A chiedere un cambio di passo per la città è il Coordinamento provinciale della Lega di Salerno.
«Quello che resta oggi a Capaccio Paestum sono le macerie politiche lasciate dal centrosinistra, incapace di garantire stabilità e governo alla città. È il fallimento di coalizioni costruite per vincere le elezioni e poi implose tra personalismi e lotte interne. Ora serve un centrodestra unito, ma soprattutto profondamente rinnovato nei metodi, nelle idee e nei volti. La Lega è pronta a fare la propria parte, aprendosi alle migliori energie della società civile, per restituire a Capaccio Paestum credibilità, stabilità e una classe dirigente autorevole e radicata nel territorio».
Dura anche la posizione dell’ex consigliera Simona Corradino, che contesta la gestione dei bilanci, del piano di riequilibrio, della macchina amministrativa e, soprattutto, del Piano urbanistico comunale, prima approvato e poi revocato nel giro di pochi mesi.
Nel mirino dell’ex esponente dell’opposizione anche la gestione politica della maggioranza, caratterizzata da cambi di schieramento e avvicendamenti tra consiglieri senza, a suo avviso, un confronto trasparente con la cittadinanza.
Particolarmente grave, secondo Corradino, l’assenza del sindaco, della Giunta e della maggioranza dall’ultimo Consiglio comunale, interpretata come il segnale di una coalizione che aveva ormai perduto non solo i numeri, ma anche la propria credibilità politica.
Rivendicando il proprio ruolo di opposizione «responsabile e propositiva», Corradino giustifica la scelta di porre fine all’esperienza amministrativa come una decisione necessaria per evitare ulteriori danni alla comunità.
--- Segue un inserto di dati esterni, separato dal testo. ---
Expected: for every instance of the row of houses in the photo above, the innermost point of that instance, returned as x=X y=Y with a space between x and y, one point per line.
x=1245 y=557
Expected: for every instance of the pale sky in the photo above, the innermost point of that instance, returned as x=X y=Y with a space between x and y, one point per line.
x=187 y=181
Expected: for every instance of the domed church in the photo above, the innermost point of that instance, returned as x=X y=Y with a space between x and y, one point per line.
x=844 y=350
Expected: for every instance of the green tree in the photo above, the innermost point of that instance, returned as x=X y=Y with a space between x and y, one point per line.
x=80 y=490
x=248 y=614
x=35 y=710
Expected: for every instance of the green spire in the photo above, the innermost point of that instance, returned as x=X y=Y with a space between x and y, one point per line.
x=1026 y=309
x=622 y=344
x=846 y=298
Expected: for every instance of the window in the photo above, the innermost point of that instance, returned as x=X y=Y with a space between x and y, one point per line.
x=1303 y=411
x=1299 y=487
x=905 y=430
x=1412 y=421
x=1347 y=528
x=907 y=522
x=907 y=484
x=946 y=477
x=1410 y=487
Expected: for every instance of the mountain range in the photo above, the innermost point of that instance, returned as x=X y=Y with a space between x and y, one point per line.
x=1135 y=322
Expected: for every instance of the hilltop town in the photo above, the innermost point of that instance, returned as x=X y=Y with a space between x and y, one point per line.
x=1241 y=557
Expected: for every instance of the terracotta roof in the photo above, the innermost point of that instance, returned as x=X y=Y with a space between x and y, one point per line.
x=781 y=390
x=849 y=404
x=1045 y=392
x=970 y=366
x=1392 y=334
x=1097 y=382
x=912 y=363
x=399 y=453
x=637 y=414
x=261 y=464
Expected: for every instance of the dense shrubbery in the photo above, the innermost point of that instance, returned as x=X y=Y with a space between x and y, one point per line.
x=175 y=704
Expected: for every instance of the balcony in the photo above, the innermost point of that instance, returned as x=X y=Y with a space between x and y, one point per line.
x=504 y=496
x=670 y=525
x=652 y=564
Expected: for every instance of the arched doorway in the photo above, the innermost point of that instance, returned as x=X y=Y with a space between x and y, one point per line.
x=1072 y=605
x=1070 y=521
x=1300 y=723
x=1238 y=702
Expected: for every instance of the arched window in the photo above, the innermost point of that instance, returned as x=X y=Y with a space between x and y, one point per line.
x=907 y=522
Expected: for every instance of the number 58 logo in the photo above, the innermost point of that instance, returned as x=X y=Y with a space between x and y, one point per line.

L’auspicio è ora quello di aprire per Capaccio Paestum una nuova stagione politica e amministrativa, fondata sul dialogo, sulla trasparenza, sulla partecipazione e sulla collaborazione, con l’obiettivo di valorizzare le straordinarie potenzialità del territorio.
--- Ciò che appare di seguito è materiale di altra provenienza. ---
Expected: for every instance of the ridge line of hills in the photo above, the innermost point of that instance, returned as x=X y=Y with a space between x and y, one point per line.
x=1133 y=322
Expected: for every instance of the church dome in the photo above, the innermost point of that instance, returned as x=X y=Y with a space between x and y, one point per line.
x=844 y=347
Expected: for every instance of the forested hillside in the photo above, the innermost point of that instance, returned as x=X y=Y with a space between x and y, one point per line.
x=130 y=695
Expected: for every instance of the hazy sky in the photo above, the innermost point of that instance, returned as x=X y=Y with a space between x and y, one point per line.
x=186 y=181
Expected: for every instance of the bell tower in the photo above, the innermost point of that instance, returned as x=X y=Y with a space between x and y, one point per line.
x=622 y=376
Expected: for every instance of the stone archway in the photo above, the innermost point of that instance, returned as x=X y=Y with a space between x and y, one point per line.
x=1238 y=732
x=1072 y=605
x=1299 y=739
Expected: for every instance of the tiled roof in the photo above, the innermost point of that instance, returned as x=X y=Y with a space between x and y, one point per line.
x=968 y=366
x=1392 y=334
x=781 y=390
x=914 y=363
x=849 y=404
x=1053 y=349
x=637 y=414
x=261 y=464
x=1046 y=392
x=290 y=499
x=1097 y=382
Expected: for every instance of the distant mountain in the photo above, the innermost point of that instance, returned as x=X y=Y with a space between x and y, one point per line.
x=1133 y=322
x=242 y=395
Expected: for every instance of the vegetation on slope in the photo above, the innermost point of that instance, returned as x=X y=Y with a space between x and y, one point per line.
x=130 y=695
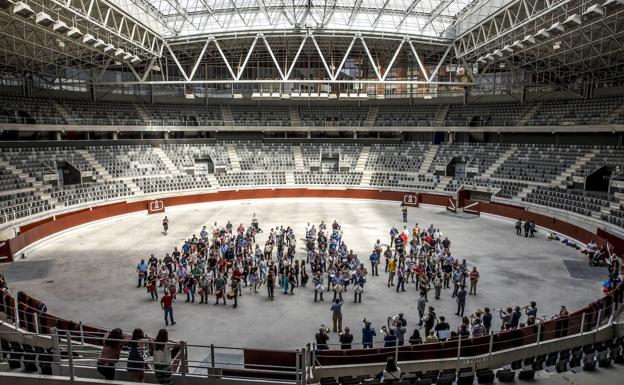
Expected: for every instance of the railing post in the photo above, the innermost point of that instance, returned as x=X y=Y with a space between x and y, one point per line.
x=16 y=317
x=183 y=361
x=70 y=355
x=297 y=366
x=56 y=352
x=81 y=333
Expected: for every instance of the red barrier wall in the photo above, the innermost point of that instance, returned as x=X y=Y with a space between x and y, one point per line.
x=36 y=231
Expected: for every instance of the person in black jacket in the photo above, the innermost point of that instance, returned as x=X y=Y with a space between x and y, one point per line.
x=346 y=339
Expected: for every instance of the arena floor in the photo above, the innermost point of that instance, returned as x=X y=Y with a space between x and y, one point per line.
x=88 y=273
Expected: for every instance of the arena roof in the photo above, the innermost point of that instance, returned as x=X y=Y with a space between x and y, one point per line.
x=179 y=18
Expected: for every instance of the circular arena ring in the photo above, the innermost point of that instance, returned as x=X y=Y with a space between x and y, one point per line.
x=87 y=273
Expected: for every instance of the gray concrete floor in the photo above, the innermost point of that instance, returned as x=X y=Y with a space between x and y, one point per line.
x=88 y=273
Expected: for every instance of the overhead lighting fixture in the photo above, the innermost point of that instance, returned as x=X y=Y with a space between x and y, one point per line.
x=89 y=39
x=542 y=34
x=22 y=9
x=573 y=21
x=5 y=4
x=613 y=3
x=44 y=19
x=60 y=27
x=556 y=28
x=74 y=33
x=518 y=44
x=528 y=39
x=593 y=12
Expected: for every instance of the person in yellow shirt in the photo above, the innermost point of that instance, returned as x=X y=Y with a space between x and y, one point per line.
x=391 y=271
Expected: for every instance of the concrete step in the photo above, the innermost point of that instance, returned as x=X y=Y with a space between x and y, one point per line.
x=428 y=159
x=234 y=160
x=171 y=167
x=360 y=165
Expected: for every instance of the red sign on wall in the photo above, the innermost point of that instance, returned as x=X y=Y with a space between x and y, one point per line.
x=155 y=206
x=410 y=200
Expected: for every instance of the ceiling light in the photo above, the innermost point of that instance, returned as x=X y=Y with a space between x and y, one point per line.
x=89 y=39
x=573 y=21
x=60 y=27
x=22 y=9
x=74 y=33
x=542 y=34
x=594 y=11
x=556 y=28
x=44 y=19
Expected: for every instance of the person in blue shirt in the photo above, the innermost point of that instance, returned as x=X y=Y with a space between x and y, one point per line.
x=142 y=273
x=368 y=333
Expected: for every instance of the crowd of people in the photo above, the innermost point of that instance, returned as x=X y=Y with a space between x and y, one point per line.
x=225 y=260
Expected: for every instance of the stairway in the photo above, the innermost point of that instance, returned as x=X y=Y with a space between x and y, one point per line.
x=298 y=156
x=619 y=111
x=371 y=116
x=234 y=161
x=438 y=120
x=577 y=165
x=227 y=116
x=428 y=159
x=294 y=117
x=444 y=181
x=99 y=168
x=360 y=165
x=529 y=114
x=21 y=173
x=171 y=167
x=212 y=179
x=62 y=111
x=494 y=166
x=144 y=115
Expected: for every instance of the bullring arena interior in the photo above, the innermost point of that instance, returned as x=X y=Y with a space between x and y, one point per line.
x=311 y=192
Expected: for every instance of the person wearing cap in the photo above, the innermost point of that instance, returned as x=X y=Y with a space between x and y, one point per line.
x=346 y=339
x=368 y=333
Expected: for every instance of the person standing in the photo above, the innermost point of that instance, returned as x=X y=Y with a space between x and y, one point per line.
x=165 y=225
x=391 y=271
x=136 y=356
x=336 y=310
x=162 y=358
x=271 y=284
x=166 y=302
x=321 y=339
x=461 y=301
x=474 y=278
x=142 y=273
x=346 y=339
x=368 y=333
x=110 y=354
A puntare il dito contro il centrosinistra è, infine, il commissario regionale di Fratelli d’Italia, Antonio Iannone. «Con Capaccio Paestum si allunga la scia di amministrazioni volute dal Pd che o vengono sciolte per mafia o fatte cadere dallo stesso centrosinistra. Un Comune che già era sotto monitoraggio della Prefettura e quindi del Ministero dell’Interno. Si aggiunge così un altro Comune commissariato che, in provincia di Salerno, segue a Pagani, Sarno ed Eboli. Ormai è evidente la crisi di un modello amministrativo che vede gran parte dei grandi Comuni affidati alla gestione emergenziale della Prefettura, proprio per le guerre di potere di un Pd che fa e disfa come una Penelope. Tutto a danno dei cittadini e quelli di Capaccio Paestum più di tutti, viste le vicende di Alfieri».